DaBaby singles chronology
| "Boss Friends" (2019) | "Death" (2019) | "1+1" (2019) |

Music video
- "Death" on YouTube

= Death (Trippie Redd song) =

"Death" is a song by American rapper Trippie Redd featuring fellow American rapper DaBaby. It was released on November 12, 2019 as the second single from his fourth commercial mixtape A Love Letter to You 4 (2019). The track was released under Trippie Redd's labels 1400 Entertainment and 10k Projects. Produced by DJ Paul and TWhy Xclusive, the song samples "Hit A Muthafucka" by hip hop group Three 6 Mafia, which DJ Paul is part of.

== Controversy ==
In March 2020, Trippie Redd and DJ Paul were sued by Reginald Boyland, the owner of the record label On The Strength Records, for using the sample of "Hit A Muthafucka" in the song. In his lawsuit, Boyland stated that obtained the rights to the sampled song in a 2015 settlement with DJ Paul.
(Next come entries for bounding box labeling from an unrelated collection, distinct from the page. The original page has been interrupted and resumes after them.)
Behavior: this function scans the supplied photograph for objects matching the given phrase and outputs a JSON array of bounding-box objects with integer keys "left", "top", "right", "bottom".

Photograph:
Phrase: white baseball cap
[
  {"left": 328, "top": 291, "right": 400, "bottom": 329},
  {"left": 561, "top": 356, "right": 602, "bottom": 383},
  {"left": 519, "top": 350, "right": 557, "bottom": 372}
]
Boyland claimed that "Hit A Muthafucka" sampled his track "Pimps in the House". According to Boyland, he also told both Paul and Redd that he owed a portion of "Death" profits but received no response.

== Charts ==

| Chart (2019) | Peak position |
|---|---|
| Canada Hot 100 (Billboard) | 58 |
| US Billboard Hot 100 | 59 |
| US Hot R&B/Hip-Hop Songs (Billboard) | 26 |
| US Hot Rap Songs (Billboard) | 19 |

== Certifications ==

| Region | Certification | Certified units/sales |
| Canada (Music Canada) | Gold | 40,000^{‡} |
| United States (RIAA) | Platinum | 1,000,000^{‡} |
^{‡} Sales+streaming figures based on certification alone.